The 19-year-old Arizona State University student has been blind since birth, but his list of accomplishments makes one understand why he says "most of us have gifts we never use. Once we understand that, we can do almost whatever we want no matter what our challenges."
MacIntyre is a senior in piano performance in the Herberger College of Fine Arts. He is a talented classical pianist who entered ASU at 14 and made his orchestral debut the following year, performing as guest soloist with the Phoenix Symphony.
He has performed in hundreds of charity concerts all over North America, appearing for the Braille Institute, Ronald McDonald Charities, the Mayo Clinic and the Canadian National Institute for the Blind.
MacIntyre writes music for television productions, teaches ballroom dancing, skis with a sighted guide and gives motivational speeches.
He began playing piano at 3, but also knew only too well that he had a disability.
"It would be possible (with a disability) to grow up with bitter feelings that would be hard to reverse," MacIntyre said. "And I've had to deal with rejection, because people have preconceived notions. And beginning ASU at age 14 was awkward."
MacIntyre says he is grateful for how well ASU administrators and teachers "looked out for me, took care of me, encouraged me."
One of those administrators was Janet Burke, associate dean for National Scholarship Advisement at the Barrett Honors College.
"Scott is just an extraordinary person," Burke said. "He has tremendous drive, tremendous ambition, but he is also the nicest person you'll ever want to meet.

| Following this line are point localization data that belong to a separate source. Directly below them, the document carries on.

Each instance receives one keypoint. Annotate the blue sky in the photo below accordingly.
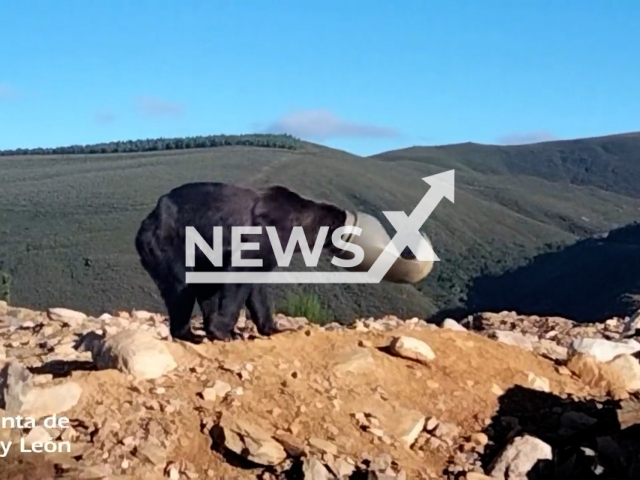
(363, 76)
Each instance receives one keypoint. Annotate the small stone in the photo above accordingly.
(479, 439)
(313, 469)
(355, 361)
(411, 348)
(323, 445)
(513, 338)
(538, 383)
(38, 434)
(603, 350)
(249, 440)
(519, 457)
(218, 391)
(135, 352)
(451, 324)
(67, 317)
(629, 369)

"He is not arrogant. He knows who he is and is very, very kind. He's interested in other people. In fact, he's interested in everything."
MacIntyre says he also owes much to "an incredibly supportive family; always encouraging me, always helping me know I can go as far as I want to go."

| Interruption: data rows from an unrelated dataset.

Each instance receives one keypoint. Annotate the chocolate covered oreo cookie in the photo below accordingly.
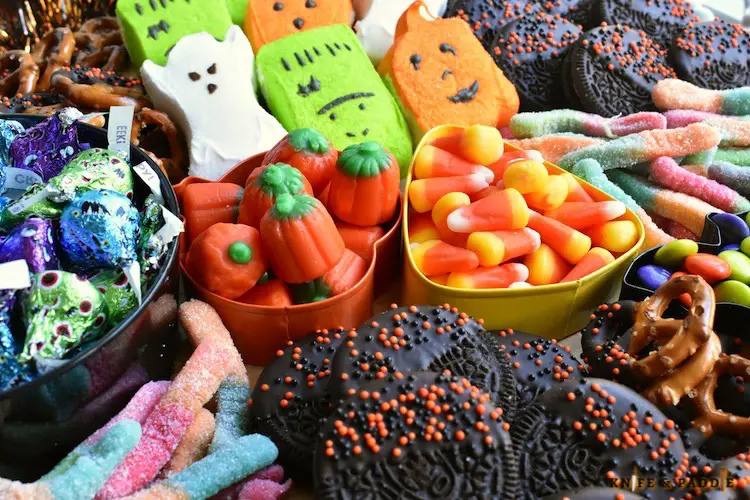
(424, 338)
(291, 398)
(531, 51)
(713, 55)
(425, 436)
(614, 68)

The encouragement from family and ASU administrators and faculty has paid off.
USA Today recently named MacIntyre to its annual list of the top 20 undergraduates in the United States.
School spokeswoman Sarah Auffret said 10 ASU students have earned USA Today first-team honors over the years, and another six have been named to the second team. First-team winners, chosen from more than 600 top students nominated from their schools, receive a $2,500 award.

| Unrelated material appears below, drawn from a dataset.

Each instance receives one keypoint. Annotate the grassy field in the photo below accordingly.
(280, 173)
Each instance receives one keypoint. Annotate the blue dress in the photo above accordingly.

Auffret said, "The national recognition is especially meaningful because a panel of judges considers not only grades, leadership and activities but, most of all, how students extend their intellectual talents beyond the classroom."
MacIntyre also won a Marshall Scholarship from the British Government.
Burke said that 40 Marshalls are given annually. They allow U.S. students to study for two years in Great Britain and are worth about $60,000, she said.
MacIntyre is taking full advantage of his Marshall Scholarship and plans to take a master's degree at Cambridge University in England next year and another master's from London's Royal College of Music the following year.
Those who would like to hear MacIntyre play the piano can go to his senior recital at 7:30 p.m. April 9 in ASU's Katzin Concert Hall. Also, he is featured in a concert at Gammage Auditorium at 7:30 p.m. April 26, as the winner of the ASU Concert of Soloists competition. He will appear with the ASU Chamber Orchestra.